Radical revolutionaries, America’s founding fathers, slaveholders and capitalists, brilliant leaders who sought to create a more perfect union? What story is the one that matters? “Declaration of Independence” by John Trumbull. Licensed under Public Domain via Wikimedia Commons.

I think there is a great deal of truth to this idea. As a former and sometimes frustrated reporter, I struggled to ensure my facts were 100 percent accurate. I wanted truth to defeat the fabrications of bureaucracies that did not want to reveal their poor stewardship of the public trust or criminals who would swear they had nothing to do with crimes for which they were charged. That was not their story.

It was clear from my personal experience, not to mention research, people who are masters at this art believe their stories to be the only truth that matters, facts be damned.

Today I found numerous examples of this concept percolating on multiple blogs.
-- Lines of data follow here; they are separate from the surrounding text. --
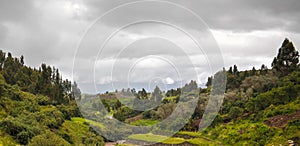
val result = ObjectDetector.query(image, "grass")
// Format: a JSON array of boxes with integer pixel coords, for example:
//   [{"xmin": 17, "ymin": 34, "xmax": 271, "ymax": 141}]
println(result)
[
  {"xmin": 187, "ymin": 138, "xmax": 219, "ymax": 146},
  {"xmin": 162, "ymin": 137, "xmax": 185, "ymax": 144},
  {"xmin": 177, "ymin": 131, "xmax": 201, "ymax": 137},
  {"xmin": 72, "ymin": 117, "xmax": 105, "ymax": 129},
  {"xmin": 59, "ymin": 120, "xmax": 89, "ymax": 144},
  {"xmin": 130, "ymin": 119, "xmax": 158, "ymax": 126},
  {"xmin": 128, "ymin": 132, "xmax": 219, "ymax": 145},
  {"xmin": 128, "ymin": 133, "xmax": 169, "ymax": 142}
]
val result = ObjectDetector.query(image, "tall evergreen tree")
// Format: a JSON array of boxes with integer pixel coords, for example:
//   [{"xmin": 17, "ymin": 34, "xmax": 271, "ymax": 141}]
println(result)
[
  {"xmin": 272, "ymin": 39, "xmax": 299, "ymax": 75},
  {"xmin": 151, "ymin": 86, "xmax": 163, "ymax": 102}
]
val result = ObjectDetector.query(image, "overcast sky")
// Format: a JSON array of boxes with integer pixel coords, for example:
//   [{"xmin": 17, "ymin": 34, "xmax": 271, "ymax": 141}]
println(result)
[{"xmin": 0, "ymin": 0, "xmax": 300, "ymax": 93}]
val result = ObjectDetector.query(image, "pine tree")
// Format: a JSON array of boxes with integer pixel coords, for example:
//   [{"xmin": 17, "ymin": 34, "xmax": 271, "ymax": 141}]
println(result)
[
  {"xmin": 151, "ymin": 86, "xmax": 163, "ymax": 102},
  {"xmin": 272, "ymin": 39, "xmax": 299, "ymax": 75}
]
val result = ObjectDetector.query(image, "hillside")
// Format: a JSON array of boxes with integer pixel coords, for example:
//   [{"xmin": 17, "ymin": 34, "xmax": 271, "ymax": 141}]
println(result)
[
  {"xmin": 0, "ymin": 51, "xmax": 104, "ymax": 146},
  {"xmin": 0, "ymin": 39, "xmax": 300, "ymax": 146}
]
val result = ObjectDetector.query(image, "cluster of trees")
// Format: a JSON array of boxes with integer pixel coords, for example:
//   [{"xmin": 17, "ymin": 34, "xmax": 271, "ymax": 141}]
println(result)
[{"xmin": 0, "ymin": 50, "xmax": 81, "ymax": 104}]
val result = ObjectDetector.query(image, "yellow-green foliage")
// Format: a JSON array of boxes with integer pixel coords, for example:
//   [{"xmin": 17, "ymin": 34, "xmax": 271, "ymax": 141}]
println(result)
[
  {"xmin": 162, "ymin": 137, "xmax": 185, "ymax": 144},
  {"xmin": 130, "ymin": 119, "xmax": 158, "ymax": 126},
  {"xmin": 263, "ymin": 97, "xmax": 300, "ymax": 118},
  {"xmin": 128, "ymin": 133, "xmax": 169, "ymax": 142},
  {"xmin": 177, "ymin": 131, "xmax": 201, "ymax": 137},
  {"xmin": 28, "ymin": 131, "xmax": 71, "ymax": 146},
  {"xmin": 72, "ymin": 117, "xmax": 105, "ymax": 129},
  {"xmin": 202, "ymin": 120, "xmax": 281, "ymax": 145},
  {"xmin": 59, "ymin": 119, "xmax": 104, "ymax": 145},
  {"xmin": 0, "ymin": 131, "xmax": 18, "ymax": 146},
  {"xmin": 187, "ymin": 138, "xmax": 219, "ymax": 146}
]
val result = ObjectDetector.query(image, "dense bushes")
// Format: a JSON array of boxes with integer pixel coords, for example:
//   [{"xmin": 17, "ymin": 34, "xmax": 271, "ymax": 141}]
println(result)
[{"xmin": 0, "ymin": 117, "xmax": 41, "ymax": 144}]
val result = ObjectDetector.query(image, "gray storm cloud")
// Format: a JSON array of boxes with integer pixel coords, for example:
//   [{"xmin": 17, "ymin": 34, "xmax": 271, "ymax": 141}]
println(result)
[{"xmin": 0, "ymin": 0, "xmax": 300, "ymax": 93}]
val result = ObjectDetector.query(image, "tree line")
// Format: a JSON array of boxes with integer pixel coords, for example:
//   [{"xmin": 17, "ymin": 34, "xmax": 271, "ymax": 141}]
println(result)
[{"xmin": 0, "ymin": 50, "xmax": 80, "ymax": 104}]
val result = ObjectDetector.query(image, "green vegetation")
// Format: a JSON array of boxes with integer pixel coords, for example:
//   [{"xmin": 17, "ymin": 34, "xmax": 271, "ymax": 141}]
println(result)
[
  {"xmin": 0, "ymin": 39, "xmax": 300, "ymax": 146},
  {"xmin": 0, "ymin": 51, "xmax": 104, "ymax": 146},
  {"xmin": 130, "ymin": 119, "xmax": 158, "ymax": 126}
]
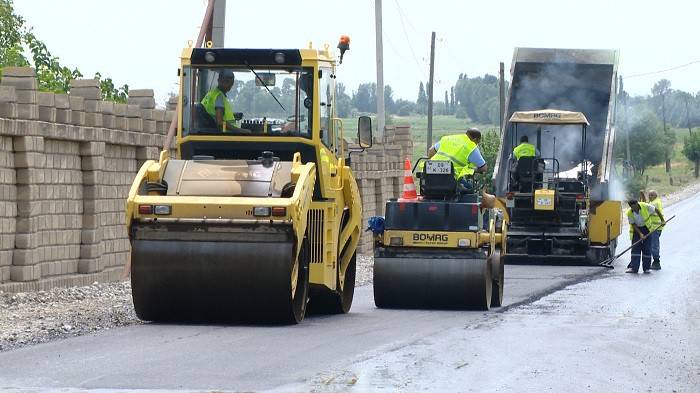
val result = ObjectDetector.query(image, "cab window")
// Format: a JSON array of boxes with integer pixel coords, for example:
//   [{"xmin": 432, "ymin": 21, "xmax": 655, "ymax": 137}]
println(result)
[{"xmin": 182, "ymin": 66, "xmax": 313, "ymax": 138}]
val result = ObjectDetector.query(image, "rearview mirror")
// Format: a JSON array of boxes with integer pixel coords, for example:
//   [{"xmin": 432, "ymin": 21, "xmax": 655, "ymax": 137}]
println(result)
[
  {"xmin": 357, "ymin": 116, "xmax": 372, "ymax": 149},
  {"xmin": 255, "ymin": 72, "xmax": 275, "ymax": 87}
]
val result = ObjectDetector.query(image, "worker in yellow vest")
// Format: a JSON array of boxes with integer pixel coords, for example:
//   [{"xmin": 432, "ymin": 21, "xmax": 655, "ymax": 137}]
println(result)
[
  {"xmin": 626, "ymin": 199, "xmax": 666, "ymax": 273},
  {"xmin": 513, "ymin": 135, "xmax": 540, "ymax": 160},
  {"xmin": 201, "ymin": 69, "xmax": 250, "ymax": 133},
  {"xmin": 649, "ymin": 190, "xmax": 664, "ymax": 270},
  {"xmin": 428, "ymin": 128, "xmax": 488, "ymax": 181}
]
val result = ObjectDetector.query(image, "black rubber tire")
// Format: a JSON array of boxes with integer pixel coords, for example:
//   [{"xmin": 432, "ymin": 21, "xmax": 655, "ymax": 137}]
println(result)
[
  {"xmin": 309, "ymin": 253, "xmax": 357, "ymax": 314},
  {"xmin": 489, "ymin": 249, "xmax": 505, "ymax": 307}
]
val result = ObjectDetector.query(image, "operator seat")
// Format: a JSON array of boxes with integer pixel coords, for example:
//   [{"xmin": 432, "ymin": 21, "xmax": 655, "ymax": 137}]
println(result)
[{"xmin": 511, "ymin": 157, "xmax": 544, "ymax": 192}]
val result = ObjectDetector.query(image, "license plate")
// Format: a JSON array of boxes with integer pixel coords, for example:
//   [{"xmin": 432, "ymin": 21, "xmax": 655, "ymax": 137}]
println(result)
[{"xmin": 425, "ymin": 161, "xmax": 452, "ymax": 175}]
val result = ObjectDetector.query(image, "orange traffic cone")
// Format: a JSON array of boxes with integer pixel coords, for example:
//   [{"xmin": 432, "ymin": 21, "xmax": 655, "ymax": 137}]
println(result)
[{"xmin": 399, "ymin": 158, "xmax": 418, "ymax": 202}]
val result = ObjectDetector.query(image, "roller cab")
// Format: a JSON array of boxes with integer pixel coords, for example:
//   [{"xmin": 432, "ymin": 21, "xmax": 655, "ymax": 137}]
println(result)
[{"xmin": 126, "ymin": 44, "xmax": 371, "ymax": 323}]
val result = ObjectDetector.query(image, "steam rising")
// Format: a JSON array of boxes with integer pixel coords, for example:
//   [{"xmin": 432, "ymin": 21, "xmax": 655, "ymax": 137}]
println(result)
[{"xmin": 496, "ymin": 51, "xmax": 624, "ymax": 196}]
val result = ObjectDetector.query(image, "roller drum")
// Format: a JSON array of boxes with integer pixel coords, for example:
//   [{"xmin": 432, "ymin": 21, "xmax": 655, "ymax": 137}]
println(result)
[
  {"xmin": 374, "ymin": 250, "xmax": 492, "ymax": 310},
  {"xmin": 131, "ymin": 222, "xmax": 308, "ymax": 322}
]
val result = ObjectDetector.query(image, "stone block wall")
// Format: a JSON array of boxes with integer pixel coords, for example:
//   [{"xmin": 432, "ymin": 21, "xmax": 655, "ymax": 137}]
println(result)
[
  {"xmin": 350, "ymin": 125, "xmax": 413, "ymax": 254},
  {"xmin": 0, "ymin": 67, "xmax": 413, "ymax": 292},
  {"xmin": 0, "ymin": 67, "xmax": 173, "ymax": 292}
]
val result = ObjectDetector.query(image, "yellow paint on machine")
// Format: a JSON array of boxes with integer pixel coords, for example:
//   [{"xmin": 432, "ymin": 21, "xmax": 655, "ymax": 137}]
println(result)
[
  {"xmin": 588, "ymin": 201, "xmax": 622, "ymax": 244},
  {"xmin": 534, "ymin": 190, "xmax": 554, "ymax": 211}
]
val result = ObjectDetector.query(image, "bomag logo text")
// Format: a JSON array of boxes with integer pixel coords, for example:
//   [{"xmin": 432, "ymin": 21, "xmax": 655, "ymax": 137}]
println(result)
[
  {"xmin": 413, "ymin": 233, "xmax": 449, "ymax": 242},
  {"xmin": 533, "ymin": 113, "xmax": 561, "ymax": 120}
]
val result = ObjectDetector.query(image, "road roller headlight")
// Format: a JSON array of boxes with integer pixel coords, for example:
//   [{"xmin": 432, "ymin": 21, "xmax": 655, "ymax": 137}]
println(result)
[
  {"xmin": 153, "ymin": 205, "xmax": 172, "ymax": 216},
  {"xmin": 253, "ymin": 206, "xmax": 272, "ymax": 217},
  {"xmin": 272, "ymin": 207, "xmax": 287, "ymax": 217},
  {"xmin": 389, "ymin": 236, "xmax": 403, "ymax": 246}
]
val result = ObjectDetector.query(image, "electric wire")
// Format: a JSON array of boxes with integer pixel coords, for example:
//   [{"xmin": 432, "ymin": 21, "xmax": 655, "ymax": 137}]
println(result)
[{"xmin": 625, "ymin": 59, "xmax": 700, "ymax": 79}]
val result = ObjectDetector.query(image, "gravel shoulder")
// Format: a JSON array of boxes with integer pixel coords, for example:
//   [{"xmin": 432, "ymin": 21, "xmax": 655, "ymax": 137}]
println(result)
[
  {"xmin": 0, "ymin": 255, "xmax": 374, "ymax": 351},
  {"xmin": 0, "ymin": 281, "xmax": 140, "ymax": 351}
]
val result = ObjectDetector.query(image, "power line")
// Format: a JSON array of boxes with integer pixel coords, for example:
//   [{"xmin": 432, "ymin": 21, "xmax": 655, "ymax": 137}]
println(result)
[
  {"xmin": 394, "ymin": 0, "xmax": 425, "ymax": 76},
  {"xmin": 625, "ymin": 59, "xmax": 700, "ymax": 79}
]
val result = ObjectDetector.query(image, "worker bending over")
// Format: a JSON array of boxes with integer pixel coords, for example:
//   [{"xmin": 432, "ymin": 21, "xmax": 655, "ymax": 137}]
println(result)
[
  {"xmin": 428, "ymin": 128, "xmax": 488, "ymax": 186},
  {"xmin": 626, "ymin": 199, "xmax": 666, "ymax": 273}
]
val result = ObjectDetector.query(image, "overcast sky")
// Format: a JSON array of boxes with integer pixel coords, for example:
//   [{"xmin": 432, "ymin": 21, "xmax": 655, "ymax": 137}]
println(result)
[{"xmin": 15, "ymin": 0, "xmax": 700, "ymax": 102}]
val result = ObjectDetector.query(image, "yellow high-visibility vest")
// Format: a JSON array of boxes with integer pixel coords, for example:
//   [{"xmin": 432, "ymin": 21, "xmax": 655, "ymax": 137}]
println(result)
[
  {"xmin": 202, "ymin": 87, "xmax": 236, "ymax": 122},
  {"xmin": 513, "ymin": 142, "xmax": 537, "ymax": 160},
  {"xmin": 431, "ymin": 134, "xmax": 476, "ymax": 179}
]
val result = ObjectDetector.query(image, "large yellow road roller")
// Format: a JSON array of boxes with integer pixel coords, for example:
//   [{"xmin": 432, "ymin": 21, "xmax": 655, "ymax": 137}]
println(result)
[{"xmin": 126, "ymin": 42, "xmax": 372, "ymax": 323}]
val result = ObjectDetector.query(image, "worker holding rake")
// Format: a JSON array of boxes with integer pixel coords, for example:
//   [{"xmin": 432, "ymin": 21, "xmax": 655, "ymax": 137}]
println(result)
[{"xmin": 626, "ymin": 199, "xmax": 666, "ymax": 273}]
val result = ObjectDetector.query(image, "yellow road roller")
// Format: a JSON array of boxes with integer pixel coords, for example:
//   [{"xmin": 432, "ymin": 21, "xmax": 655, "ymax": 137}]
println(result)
[
  {"xmin": 126, "ymin": 43, "xmax": 372, "ymax": 323},
  {"xmin": 370, "ymin": 160, "xmax": 507, "ymax": 310}
]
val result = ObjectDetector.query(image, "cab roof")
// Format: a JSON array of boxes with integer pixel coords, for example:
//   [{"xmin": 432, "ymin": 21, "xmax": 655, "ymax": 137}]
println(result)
[
  {"xmin": 182, "ymin": 48, "xmax": 335, "ymax": 66},
  {"xmin": 509, "ymin": 109, "xmax": 589, "ymax": 125}
]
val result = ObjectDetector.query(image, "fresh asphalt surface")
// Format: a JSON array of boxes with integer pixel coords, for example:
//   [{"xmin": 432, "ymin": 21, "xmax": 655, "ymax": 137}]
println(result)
[{"xmin": 0, "ymin": 196, "xmax": 700, "ymax": 392}]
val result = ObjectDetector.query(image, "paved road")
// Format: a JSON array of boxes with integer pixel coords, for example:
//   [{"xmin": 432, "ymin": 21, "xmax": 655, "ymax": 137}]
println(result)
[
  {"xmin": 292, "ymin": 194, "xmax": 700, "ymax": 392},
  {"xmin": 0, "ymin": 197, "xmax": 700, "ymax": 391}
]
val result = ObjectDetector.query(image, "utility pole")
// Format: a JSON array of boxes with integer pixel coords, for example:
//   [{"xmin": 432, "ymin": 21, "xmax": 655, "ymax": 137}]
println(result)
[
  {"xmin": 374, "ymin": 0, "xmax": 385, "ymax": 141},
  {"xmin": 498, "ymin": 62, "xmax": 506, "ymax": 133},
  {"xmin": 685, "ymin": 96, "xmax": 693, "ymax": 135},
  {"xmin": 425, "ymin": 32, "xmax": 435, "ymax": 153}
]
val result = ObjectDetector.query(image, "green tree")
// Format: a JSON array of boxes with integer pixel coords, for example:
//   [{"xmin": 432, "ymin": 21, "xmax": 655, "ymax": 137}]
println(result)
[
  {"xmin": 454, "ymin": 74, "xmax": 498, "ymax": 123},
  {"xmin": 0, "ymin": 0, "xmax": 129, "ymax": 102},
  {"xmin": 0, "ymin": 0, "xmax": 29, "ymax": 69},
  {"xmin": 651, "ymin": 79, "xmax": 675, "ymax": 173},
  {"xmin": 95, "ymin": 72, "xmax": 129, "ymax": 104},
  {"xmin": 629, "ymin": 110, "xmax": 667, "ymax": 175},
  {"xmin": 395, "ymin": 98, "xmax": 416, "ymax": 116},
  {"xmin": 683, "ymin": 131, "xmax": 700, "ymax": 178}
]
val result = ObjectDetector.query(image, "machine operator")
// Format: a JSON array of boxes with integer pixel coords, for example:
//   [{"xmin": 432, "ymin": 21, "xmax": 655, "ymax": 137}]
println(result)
[
  {"xmin": 513, "ymin": 135, "xmax": 540, "ymax": 160},
  {"xmin": 428, "ymin": 128, "xmax": 488, "ymax": 182},
  {"xmin": 202, "ymin": 70, "xmax": 250, "ymax": 133}
]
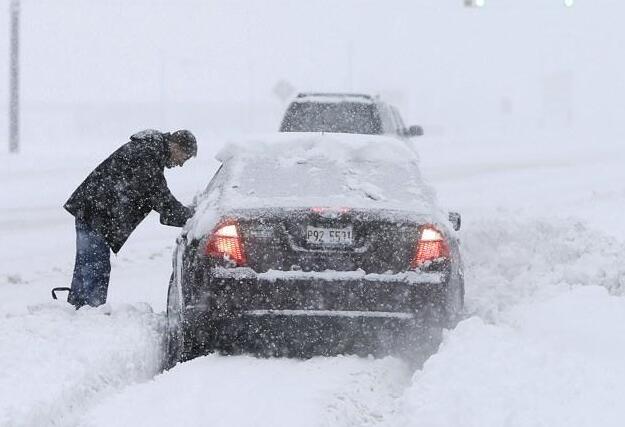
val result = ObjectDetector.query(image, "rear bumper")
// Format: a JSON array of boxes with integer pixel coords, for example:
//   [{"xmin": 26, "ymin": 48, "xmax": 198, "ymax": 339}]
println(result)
[
  {"xmin": 185, "ymin": 268, "xmax": 449, "ymax": 355},
  {"xmin": 186, "ymin": 267, "xmax": 449, "ymax": 323}
]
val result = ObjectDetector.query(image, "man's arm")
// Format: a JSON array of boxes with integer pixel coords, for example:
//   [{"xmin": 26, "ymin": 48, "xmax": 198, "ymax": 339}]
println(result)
[{"xmin": 152, "ymin": 174, "xmax": 193, "ymax": 227}]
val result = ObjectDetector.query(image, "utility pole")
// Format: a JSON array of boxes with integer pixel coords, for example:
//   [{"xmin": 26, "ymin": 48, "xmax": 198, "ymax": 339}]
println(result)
[{"xmin": 9, "ymin": 0, "xmax": 20, "ymax": 153}]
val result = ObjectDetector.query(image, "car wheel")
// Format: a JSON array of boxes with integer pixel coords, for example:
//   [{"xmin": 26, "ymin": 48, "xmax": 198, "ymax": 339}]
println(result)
[
  {"xmin": 445, "ymin": 274, "xmax": 464, "ymax": 329},
  {"xmin": 165, "ymin": 275, "xmax": 188, "ymax": 369}
]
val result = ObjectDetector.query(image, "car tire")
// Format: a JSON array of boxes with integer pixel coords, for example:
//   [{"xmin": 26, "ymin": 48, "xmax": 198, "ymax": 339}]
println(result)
[{"xmin": 164, "ymin": 274, "xmax": 192, "ymax": 369}]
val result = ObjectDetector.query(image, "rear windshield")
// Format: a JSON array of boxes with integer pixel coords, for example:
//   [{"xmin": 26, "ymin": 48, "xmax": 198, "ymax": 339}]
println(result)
[
  {"xmin": 280, "ymin": 102, "xmax": 382, "ymax": 135},
  {"xmin": 226, "ymin": 159, "xmax": 429, "ymax": 209}
]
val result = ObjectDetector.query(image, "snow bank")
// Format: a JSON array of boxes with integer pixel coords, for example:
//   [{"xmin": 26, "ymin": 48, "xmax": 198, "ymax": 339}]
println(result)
[
  {"xmin": 82, "ymin": 355, "xmax": 409, "ymax": 427},
  {"xmin": 0, "ymin": 303, "xmax": 161, "ymax": 427},
  {"xmin": 394, "ymin": 286, "xmax": 625, "ymax": 427}
]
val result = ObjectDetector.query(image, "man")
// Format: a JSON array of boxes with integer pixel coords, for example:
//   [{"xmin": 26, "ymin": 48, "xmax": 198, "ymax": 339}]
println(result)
[{"xmin": 65, "ymin": 130, "xmax": 197, "ymax": 308}]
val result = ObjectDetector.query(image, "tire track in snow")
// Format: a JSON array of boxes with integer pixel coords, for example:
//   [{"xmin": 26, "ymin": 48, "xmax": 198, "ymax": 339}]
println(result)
[
  {"xmin": 82, "ymin": 355, "xmax": 410, "ymax": 427},
  {"xmin": 0, "ymin": 303, "xmax": 161, "ymax": 427}
]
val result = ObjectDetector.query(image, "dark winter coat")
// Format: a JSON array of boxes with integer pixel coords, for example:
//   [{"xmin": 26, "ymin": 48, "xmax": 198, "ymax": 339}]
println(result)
[{"xmin": 65, "ymin": 131, "xmax": 192, "ymax": 253}]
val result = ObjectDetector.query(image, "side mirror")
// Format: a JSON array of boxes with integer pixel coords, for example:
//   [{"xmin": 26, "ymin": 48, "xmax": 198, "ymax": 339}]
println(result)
[
  {"xmin": 449, "ymin": 212, "xmax": 462, "ymax": 231},
  {"xmin": 404, "ymin": 125, "xmax": 423, "ymax": 137}
]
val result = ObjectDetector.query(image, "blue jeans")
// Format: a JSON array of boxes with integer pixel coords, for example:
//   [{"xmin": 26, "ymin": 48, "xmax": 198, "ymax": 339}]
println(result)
[{"xmin": 67, "ymin": 219, "xmax": 111, "ymax": 308}]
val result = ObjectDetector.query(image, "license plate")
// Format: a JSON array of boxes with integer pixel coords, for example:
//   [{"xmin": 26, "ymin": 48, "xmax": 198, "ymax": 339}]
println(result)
[{"xmin": 306, "ymin": 225, "xmax": 354, "ymax": 246}]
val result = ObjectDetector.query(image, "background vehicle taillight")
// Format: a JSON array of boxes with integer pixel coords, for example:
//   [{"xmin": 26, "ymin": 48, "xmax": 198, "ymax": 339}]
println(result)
[
  {"xmin": 410, "ymin": 225, "xmax": 449, "ymax": 268},
  {"xmin": 206, "ymin": 222, "xmax": 246, "ymax": 266}
]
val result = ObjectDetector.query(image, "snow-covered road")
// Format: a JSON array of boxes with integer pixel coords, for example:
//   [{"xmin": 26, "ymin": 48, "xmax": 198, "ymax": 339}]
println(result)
[{"xmin": 0, "ymin": 138, "xmax": 625, "ymax": 426}]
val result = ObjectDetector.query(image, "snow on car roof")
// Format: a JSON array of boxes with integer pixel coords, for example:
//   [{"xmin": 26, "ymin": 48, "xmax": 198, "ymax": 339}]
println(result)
[
  {"xmin": 293, "ymin": 93, "xmax": 375, "ymax": 104},
  {"xmin": 188, "ymin": 133, "xmax": 438, "ymax": 239}
]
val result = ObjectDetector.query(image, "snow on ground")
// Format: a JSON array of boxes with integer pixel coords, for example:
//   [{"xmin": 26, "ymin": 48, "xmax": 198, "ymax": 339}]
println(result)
[
  {"xmin": 82, "ymin": 356, "xmax": 408, "ymax": 427},
  {"xmin": 0, "ymin": 132, "xmax": 625, "ymax": 426},
  {"xmin": 0, "ymin": 303, "xmax": 161, "ymax": 427}
]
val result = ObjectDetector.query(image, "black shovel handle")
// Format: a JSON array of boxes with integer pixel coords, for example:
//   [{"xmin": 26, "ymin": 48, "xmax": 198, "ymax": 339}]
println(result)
[{"xmin": 52, "ymin": 287, "xmax": 71, "ymax": 299}]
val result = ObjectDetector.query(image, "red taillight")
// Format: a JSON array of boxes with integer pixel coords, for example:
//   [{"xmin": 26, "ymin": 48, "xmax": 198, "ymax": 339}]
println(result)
[
  {"xmin": 410, "ymin": 225, "xmax": 449, "ymax": 268},
  {"xmin": 206, "ymin": 221, "xmax": 246, "ymax": 266}
]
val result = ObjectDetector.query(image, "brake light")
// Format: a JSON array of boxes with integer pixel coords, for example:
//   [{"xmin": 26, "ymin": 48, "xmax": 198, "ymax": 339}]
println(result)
[
  {"xmin": 410, "ymin": 225, "xmax": 449, "ymax": 268},
  {"xmin": 206, "ymin": 222, "xmax": 246, "ymax": 266}
]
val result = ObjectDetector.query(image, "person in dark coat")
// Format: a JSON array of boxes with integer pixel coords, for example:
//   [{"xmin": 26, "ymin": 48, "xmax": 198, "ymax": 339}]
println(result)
[{"xmin": 64, "ymin": 130, "xmax": 197, "ymax": 308}]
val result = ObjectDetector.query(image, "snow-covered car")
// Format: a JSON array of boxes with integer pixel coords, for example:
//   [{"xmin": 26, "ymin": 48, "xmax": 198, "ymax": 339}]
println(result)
[
  {"xmin": 167, "ymin": 133, "xmax": 464, "ymax": 364},
  {"xmin": 280, "ymin": 93, "xmax": 423, "ymax": 138}
]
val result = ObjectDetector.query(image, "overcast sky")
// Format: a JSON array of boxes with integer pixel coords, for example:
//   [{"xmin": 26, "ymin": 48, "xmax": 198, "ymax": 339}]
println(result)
[{"xmin": 0, "ymin": 0, "xmax": 625, "ymax": 149}]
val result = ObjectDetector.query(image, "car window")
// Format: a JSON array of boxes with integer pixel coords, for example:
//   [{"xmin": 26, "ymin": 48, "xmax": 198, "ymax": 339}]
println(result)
[
  {"xmin": 280, "ymin": 102, "xmax": 382, "ymax": 134},
  {"xmin": 377, "ymin": 103, "xmax": 395, "ymax": 133},
  {"xmin": 391, "ymin": 107, "xmax": 406, "ymax": 135}
]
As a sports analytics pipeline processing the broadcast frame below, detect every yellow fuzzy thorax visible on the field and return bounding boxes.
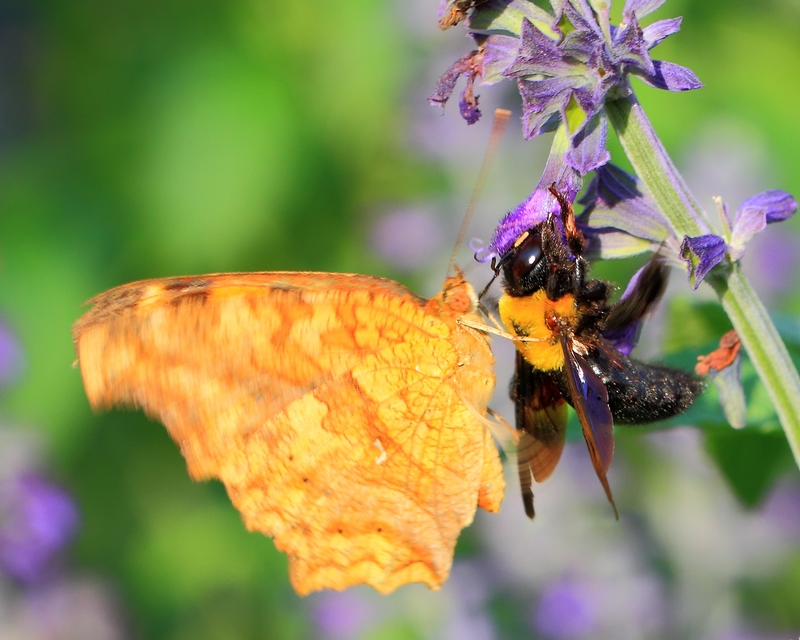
[498,290,578,371]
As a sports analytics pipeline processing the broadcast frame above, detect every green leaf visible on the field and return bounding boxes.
[706,428,793,507]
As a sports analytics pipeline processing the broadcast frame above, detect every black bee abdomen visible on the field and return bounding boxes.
[587,350,705,424]
[557,348,705,424]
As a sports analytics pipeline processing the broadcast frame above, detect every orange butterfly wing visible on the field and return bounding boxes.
[73,273,504,594]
  • One woman writing about breast cancer in her blogs notes, “But here’s the thing we should never forget. We are the author of our own stories.  For every perceived weakness we possess, we posses huge potential too. We get to choose which story we will tell ourselves – a story that will lift us up or knock us down.” No surprise her blog is called “Recreateyourlifestory.com.”
  • Still another blog called Postive-living-now.com notes, “Few things have a greater influence over our lives than the stories we tell ourselves. Tell yourself that you’re a victim and you are. Tell yourself that you’re destined for success, and success is likely to become your destiny.”
  • And yet another called Igniteyourlifenow.com urges readers to “focus on a story that you have been telling yourself and rewrite it so you can create a positive change, enjoy a new experience and become a better you.”

You also can buy books like one titled The Stories We Tell Ourselves, which you likely guessed is a self-help psychology book you can buy online.

No doubt all of us have stories for ourselves, our friends, our coworkers, our spouses, and strangers. The narrative we choose to believe likely reveals more about our character than we are comfortable admitting. Perhaps what matters as much as the narrative are the intentions driving the choice of stories. Those truly are ours alone to own when we go about our storytelling, especially to ourselves.